Walk-Forward: - Predict one week at a time - Use only prior data for training - Realistic evaluation

Common Pitfalls

Data Leakage: Using future info in features
Overfitting: Train accuracy >> Test accuracy
Small Sample: Too many features for data size
Class Imbalance: Rare events need handling
Feature Importance: Correlation ≠ causation

Overfitting Detection

If Train Accuracy - Test Accuracy > 10%: High concern
If Train Accuracy - Test Accuracy > 5%: Medium concern
Else: Acceptable

Solutions: - Reduce max_depth - Increase regularization - Fewer features - More training data

Ensemble Methods

Simple Average:

prediction = (model1 + model2 + model3) / 3

Weighted Average:

prediction = w1*model1 + w2*model2 + w3*model3
weights optimized on validation set

Stacking:

meta_features = [model1_pred, model2_pred, model3_pred]
final_pred = meta_model(meta_features)

Feature Engineering Tips

Temporal Validity: Only use pre-game info
Stability: Season aggregates > single games
Differentials: Home - Away often better than raw
Domain Knowledge: Football insight guides features
Feature Selection: <30 features typically optimal

Evaluation Metrics

Metric	Formula	Target
Accuracy	Correct / Total	>60%
Brier Score	mean((pred - actual)²)	<0.220
Log Loss	-mean(ylog(p) + (1-y)log(1-p))	<0.65
AUC	Area under ROC	>0.65

Quick Implementation

# 1. Feature Engineering
features = engineer.create_features(games, stats, week)

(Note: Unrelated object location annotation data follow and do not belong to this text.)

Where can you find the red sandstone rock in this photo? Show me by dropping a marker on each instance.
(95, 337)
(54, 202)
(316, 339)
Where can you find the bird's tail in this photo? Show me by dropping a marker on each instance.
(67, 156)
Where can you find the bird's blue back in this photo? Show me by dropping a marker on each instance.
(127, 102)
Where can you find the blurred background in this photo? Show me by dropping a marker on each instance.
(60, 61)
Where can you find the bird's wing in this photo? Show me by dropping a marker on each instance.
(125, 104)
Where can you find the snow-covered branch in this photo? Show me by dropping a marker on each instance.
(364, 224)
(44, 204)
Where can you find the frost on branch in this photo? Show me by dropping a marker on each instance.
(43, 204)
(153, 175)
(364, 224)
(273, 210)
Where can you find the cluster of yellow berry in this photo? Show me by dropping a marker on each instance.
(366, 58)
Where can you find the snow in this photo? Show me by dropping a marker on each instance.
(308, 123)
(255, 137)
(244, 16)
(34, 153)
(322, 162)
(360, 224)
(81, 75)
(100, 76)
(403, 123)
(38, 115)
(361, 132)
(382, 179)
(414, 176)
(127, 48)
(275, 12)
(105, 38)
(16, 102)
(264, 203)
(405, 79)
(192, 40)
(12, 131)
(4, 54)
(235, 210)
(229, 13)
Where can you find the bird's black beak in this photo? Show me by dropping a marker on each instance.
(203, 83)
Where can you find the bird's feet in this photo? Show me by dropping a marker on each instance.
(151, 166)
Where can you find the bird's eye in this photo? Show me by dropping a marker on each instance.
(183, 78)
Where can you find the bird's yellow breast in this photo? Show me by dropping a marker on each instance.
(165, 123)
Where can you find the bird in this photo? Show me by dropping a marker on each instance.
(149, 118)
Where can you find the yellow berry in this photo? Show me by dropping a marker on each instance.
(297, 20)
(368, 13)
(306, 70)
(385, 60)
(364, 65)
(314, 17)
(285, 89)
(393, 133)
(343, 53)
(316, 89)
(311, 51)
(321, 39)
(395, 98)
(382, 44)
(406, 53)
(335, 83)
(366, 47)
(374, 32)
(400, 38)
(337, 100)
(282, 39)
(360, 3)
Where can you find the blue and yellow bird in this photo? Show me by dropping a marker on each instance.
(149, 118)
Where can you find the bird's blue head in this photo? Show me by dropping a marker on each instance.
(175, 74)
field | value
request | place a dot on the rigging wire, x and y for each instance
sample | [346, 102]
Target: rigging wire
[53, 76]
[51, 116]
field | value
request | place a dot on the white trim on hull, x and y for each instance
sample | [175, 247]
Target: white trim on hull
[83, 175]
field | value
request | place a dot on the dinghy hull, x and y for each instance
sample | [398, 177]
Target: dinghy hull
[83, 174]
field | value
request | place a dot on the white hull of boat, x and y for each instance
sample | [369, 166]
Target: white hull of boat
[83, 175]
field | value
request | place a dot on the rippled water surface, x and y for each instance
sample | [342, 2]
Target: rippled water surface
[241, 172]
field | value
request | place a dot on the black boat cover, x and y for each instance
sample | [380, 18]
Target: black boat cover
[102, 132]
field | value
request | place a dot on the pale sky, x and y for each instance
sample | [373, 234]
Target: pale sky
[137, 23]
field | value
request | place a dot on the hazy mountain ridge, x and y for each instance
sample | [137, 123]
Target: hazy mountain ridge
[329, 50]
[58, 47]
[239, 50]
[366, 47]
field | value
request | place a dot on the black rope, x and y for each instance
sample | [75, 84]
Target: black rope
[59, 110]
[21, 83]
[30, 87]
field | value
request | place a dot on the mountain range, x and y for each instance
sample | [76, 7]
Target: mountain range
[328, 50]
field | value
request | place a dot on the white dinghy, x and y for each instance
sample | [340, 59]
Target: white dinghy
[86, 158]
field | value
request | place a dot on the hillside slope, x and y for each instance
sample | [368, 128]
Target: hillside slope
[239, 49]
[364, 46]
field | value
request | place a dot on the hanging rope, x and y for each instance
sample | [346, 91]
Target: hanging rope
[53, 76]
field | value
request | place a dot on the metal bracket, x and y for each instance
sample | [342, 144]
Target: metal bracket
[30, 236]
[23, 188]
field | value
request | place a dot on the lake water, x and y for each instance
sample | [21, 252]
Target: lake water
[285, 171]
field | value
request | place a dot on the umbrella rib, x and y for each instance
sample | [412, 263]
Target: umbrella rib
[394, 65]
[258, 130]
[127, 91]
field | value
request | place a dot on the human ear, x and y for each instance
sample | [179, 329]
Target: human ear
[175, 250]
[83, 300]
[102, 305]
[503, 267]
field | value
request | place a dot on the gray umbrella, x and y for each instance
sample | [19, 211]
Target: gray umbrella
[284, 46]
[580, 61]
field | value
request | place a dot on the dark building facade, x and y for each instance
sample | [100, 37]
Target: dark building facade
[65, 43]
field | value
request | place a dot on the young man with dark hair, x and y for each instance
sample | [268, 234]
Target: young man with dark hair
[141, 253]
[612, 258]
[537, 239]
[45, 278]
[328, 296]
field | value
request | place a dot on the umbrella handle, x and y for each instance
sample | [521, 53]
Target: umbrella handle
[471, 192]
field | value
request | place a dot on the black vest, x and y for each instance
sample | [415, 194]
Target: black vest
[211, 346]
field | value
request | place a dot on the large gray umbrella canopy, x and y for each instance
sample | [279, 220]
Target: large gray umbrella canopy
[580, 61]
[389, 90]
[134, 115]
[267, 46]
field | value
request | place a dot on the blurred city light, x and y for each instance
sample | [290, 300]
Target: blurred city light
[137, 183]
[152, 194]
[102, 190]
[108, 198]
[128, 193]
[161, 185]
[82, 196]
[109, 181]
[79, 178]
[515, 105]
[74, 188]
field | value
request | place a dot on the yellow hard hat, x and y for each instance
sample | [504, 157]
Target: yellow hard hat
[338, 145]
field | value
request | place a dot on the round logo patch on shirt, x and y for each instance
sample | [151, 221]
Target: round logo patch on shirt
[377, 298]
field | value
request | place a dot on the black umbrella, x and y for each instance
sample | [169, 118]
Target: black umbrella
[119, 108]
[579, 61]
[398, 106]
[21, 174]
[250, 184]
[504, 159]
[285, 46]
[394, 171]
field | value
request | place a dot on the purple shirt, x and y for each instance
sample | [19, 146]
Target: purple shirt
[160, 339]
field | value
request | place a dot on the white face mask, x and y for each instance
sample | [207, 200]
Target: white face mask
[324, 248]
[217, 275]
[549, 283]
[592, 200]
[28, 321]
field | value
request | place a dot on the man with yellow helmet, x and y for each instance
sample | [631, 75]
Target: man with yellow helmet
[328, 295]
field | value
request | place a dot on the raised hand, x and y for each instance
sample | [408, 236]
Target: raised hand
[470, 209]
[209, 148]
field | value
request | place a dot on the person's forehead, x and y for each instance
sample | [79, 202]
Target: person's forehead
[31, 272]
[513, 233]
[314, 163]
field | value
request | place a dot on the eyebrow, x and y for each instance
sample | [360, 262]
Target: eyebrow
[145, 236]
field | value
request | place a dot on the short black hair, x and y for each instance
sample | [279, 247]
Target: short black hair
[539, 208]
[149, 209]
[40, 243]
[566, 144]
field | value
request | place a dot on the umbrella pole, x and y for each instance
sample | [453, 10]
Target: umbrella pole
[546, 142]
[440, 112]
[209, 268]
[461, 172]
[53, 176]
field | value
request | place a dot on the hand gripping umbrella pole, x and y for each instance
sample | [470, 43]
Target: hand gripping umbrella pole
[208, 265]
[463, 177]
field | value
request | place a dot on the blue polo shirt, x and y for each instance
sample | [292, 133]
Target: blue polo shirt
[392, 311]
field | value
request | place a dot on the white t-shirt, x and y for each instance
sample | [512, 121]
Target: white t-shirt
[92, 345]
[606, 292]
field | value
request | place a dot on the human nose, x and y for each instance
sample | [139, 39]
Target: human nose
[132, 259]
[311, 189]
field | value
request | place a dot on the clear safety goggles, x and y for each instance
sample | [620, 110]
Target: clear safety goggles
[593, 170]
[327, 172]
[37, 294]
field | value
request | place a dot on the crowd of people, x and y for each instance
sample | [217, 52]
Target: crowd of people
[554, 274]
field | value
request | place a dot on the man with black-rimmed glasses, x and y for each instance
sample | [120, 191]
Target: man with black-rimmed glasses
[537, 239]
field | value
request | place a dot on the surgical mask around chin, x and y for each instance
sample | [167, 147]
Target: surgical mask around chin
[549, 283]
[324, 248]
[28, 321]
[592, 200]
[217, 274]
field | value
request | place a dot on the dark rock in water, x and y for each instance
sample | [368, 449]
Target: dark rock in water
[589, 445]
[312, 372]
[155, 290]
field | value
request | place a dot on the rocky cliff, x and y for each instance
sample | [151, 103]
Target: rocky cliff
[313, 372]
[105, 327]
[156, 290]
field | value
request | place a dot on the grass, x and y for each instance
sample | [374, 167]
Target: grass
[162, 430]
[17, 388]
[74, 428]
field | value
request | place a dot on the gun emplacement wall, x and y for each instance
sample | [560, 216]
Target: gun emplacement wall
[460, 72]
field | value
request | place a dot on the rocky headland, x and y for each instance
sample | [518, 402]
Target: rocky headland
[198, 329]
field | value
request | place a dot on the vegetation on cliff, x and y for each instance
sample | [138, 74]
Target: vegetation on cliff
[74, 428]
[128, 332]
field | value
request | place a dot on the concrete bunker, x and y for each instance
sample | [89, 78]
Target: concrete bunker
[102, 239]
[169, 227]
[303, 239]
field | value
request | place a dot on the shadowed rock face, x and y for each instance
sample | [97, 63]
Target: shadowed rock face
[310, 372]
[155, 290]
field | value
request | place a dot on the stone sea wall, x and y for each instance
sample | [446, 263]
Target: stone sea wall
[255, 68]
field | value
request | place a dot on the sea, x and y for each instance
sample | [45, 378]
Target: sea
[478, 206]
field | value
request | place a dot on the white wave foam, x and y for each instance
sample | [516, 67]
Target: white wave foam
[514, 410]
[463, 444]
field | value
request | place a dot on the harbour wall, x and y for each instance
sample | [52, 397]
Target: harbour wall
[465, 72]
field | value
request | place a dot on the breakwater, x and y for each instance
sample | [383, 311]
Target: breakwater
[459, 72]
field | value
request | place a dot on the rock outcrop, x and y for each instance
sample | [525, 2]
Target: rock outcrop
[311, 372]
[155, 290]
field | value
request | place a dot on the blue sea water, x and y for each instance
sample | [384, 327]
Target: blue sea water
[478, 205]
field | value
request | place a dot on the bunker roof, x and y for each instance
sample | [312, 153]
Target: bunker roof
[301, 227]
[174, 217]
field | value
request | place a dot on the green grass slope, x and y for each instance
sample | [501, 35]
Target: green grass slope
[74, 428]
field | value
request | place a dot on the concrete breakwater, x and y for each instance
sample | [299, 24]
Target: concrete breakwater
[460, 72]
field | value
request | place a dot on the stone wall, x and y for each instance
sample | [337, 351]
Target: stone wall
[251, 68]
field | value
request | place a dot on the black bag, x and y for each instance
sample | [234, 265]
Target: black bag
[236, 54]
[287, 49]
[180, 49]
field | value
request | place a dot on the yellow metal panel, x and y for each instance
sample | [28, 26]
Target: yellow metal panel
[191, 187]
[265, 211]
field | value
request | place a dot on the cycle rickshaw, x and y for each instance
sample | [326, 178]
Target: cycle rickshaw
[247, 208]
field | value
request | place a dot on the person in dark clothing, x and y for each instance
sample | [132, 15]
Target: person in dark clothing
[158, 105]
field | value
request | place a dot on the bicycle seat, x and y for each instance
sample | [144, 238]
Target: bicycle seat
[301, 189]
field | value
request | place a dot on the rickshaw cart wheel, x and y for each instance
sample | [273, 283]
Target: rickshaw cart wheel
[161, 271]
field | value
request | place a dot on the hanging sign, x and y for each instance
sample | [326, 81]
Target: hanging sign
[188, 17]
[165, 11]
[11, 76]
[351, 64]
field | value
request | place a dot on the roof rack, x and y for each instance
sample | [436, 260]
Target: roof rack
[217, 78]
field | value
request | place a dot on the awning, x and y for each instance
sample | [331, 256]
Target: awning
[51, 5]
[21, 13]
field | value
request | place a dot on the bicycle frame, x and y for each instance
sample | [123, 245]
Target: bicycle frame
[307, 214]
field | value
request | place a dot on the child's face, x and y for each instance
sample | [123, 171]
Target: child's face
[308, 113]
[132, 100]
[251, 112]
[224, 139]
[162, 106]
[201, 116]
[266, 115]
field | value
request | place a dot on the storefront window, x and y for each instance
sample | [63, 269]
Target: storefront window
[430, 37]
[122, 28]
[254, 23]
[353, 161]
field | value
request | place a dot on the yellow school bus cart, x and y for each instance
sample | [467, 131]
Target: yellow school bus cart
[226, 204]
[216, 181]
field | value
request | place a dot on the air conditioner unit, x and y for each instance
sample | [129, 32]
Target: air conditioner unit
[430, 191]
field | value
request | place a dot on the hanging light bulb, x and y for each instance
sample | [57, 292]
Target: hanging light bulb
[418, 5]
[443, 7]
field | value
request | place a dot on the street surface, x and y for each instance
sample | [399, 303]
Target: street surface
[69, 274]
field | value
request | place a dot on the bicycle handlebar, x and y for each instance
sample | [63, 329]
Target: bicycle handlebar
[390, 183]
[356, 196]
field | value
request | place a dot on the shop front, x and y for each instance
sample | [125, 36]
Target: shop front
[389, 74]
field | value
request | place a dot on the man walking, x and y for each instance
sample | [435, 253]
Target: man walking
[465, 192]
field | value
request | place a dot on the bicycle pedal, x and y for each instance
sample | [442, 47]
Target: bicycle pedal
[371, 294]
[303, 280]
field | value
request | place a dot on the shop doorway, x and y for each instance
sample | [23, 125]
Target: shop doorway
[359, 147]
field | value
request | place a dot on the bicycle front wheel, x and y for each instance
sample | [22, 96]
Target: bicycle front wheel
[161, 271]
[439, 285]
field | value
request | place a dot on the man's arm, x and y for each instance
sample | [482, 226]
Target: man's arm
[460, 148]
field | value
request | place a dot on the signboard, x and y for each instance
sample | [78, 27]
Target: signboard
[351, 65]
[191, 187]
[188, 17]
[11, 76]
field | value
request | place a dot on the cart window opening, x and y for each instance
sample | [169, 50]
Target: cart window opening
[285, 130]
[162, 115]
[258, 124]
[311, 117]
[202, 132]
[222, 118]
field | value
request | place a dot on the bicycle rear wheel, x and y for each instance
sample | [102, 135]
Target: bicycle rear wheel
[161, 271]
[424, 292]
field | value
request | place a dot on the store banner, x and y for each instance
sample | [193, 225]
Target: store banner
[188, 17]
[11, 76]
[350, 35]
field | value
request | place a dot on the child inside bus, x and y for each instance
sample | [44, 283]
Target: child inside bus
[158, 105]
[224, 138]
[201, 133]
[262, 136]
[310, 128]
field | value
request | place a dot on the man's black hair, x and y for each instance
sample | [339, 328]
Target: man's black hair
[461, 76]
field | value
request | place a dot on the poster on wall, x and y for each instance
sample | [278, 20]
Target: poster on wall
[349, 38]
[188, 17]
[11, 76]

# 2. Train/Test Split (temporal!)
train = data[data['season'] < test_season]
test = data[data['season'] == test_season]

# 3. Model Training
model = XGBClassifier(max_depth=4, n_estimators=100)
model.fit(X_train, y_train)

# 4. Evaluate
preds = model.predict_proba(X_test)[:, 1]
brier = np.mean((preds - y_test) ** 2)

NFL-Specific Constraints

~270 games/season limits complexity
High variance (σ ≈ 13.5) limits precision
Team changes require retraining
Market is efficient competition

Key Insight

Feature engineering matters more than algorithm choice. A simple model with thoughtful features often beats a complex model with raw data. Combine domain knowledge (football) with ML power (pattern finding) for best results.